I know a few (very few) authors who aren’t readers. What’s wrong with that picture according to you?
I don't really know about anyone else, but for me, if I didn’t read my life would be flat. Reading, in particular fiction, has taught me more about life and about how to be in the world, how to think for myself, how to have courage by giving me heroes and heroines and epic adventures to follow than classroom work, say. It has taken me places and into times I could never otherwise experience. It challenges me to think and tests my judgment and perceptions. Reading is riches; it’s life’s blood. As vital as breathing to me. I can’t imagine how I would write if I did not read.
On the topic of reading who are some of the adult Barbara’s favorite authors?

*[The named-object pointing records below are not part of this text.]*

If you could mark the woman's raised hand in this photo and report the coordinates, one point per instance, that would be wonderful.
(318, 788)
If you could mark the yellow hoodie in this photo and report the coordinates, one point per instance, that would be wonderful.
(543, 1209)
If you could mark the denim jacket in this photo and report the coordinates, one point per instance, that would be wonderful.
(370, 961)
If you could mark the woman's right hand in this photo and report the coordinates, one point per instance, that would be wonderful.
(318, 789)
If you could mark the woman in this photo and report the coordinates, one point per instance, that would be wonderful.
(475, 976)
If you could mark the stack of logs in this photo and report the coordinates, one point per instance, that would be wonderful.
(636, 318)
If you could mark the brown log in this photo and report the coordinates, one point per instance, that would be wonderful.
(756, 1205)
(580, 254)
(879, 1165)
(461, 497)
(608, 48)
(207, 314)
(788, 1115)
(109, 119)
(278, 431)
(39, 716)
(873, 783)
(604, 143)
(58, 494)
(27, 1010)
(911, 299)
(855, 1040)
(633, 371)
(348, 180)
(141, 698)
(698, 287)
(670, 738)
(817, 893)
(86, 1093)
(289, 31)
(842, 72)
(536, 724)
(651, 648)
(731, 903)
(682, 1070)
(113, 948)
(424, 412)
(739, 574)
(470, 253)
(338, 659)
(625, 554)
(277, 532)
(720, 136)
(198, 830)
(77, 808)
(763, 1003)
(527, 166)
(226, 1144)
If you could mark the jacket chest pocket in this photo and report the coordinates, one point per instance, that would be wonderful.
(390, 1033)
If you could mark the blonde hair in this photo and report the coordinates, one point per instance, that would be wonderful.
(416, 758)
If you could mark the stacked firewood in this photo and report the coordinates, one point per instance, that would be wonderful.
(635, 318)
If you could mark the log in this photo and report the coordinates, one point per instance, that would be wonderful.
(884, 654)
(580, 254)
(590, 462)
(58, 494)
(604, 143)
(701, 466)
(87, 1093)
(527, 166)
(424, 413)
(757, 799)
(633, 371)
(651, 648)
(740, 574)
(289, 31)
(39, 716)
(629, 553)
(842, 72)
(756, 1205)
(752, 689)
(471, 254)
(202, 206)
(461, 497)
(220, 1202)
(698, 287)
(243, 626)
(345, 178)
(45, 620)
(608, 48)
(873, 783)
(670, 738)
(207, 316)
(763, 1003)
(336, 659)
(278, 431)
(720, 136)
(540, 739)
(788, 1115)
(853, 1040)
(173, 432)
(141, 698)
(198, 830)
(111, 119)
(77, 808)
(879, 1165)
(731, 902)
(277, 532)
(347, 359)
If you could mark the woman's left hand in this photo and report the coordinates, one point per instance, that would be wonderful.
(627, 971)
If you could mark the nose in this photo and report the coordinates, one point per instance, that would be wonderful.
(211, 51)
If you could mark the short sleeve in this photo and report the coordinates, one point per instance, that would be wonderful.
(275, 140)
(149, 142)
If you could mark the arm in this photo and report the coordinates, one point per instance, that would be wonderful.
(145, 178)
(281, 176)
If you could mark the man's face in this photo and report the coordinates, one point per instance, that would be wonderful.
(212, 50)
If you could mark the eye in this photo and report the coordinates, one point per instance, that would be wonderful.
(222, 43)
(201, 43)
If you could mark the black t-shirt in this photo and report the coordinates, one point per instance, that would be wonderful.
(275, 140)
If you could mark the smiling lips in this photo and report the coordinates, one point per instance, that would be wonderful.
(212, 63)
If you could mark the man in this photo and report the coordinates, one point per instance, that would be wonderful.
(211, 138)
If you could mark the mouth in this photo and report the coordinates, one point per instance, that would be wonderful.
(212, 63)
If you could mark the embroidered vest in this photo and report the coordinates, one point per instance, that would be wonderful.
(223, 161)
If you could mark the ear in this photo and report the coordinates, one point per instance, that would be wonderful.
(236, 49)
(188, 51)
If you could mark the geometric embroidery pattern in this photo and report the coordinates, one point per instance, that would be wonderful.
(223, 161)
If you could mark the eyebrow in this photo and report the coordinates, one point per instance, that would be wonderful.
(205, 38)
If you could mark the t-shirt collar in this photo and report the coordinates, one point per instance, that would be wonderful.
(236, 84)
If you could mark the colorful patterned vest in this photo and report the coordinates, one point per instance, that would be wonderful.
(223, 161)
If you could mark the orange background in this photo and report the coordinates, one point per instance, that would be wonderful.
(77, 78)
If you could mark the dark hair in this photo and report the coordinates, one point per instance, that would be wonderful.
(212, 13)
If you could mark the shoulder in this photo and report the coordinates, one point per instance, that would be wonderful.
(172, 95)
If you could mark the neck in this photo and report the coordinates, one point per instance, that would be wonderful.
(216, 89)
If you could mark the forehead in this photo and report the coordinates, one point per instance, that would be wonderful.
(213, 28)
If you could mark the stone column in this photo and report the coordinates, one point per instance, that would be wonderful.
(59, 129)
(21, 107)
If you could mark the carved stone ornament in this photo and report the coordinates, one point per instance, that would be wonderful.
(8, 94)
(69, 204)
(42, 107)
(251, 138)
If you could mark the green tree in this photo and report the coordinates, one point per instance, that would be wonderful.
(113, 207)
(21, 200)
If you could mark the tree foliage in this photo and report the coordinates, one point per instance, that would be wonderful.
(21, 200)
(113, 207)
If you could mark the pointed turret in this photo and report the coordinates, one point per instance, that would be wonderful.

Annie Proulx, Anita Shreve, Beth Powning, Anna Quindlan, Stephen King (loved his early stuff), Andre Dubus, John Hart, Cheryl Strayed, Lori Roy to name a very few. There are so many!
Now for a little something personal, it’s okay we can keep a secret. What’s the first thing you do when you put a book to bed? Walk around in a daze! I’m also a little bereft. I love my characters usually, and I miss them. Sometimes I’ll find myself wondering what they’re doing now. It’s kind of crazy. OK, it’s a lot crazy!
Barbara thanks for taking the time to answer these questions. Good luck with Safe Keeping!! It was my pleasure. I enjoyed talking with you and your readers! Thanks so much for the good wishes and for having me.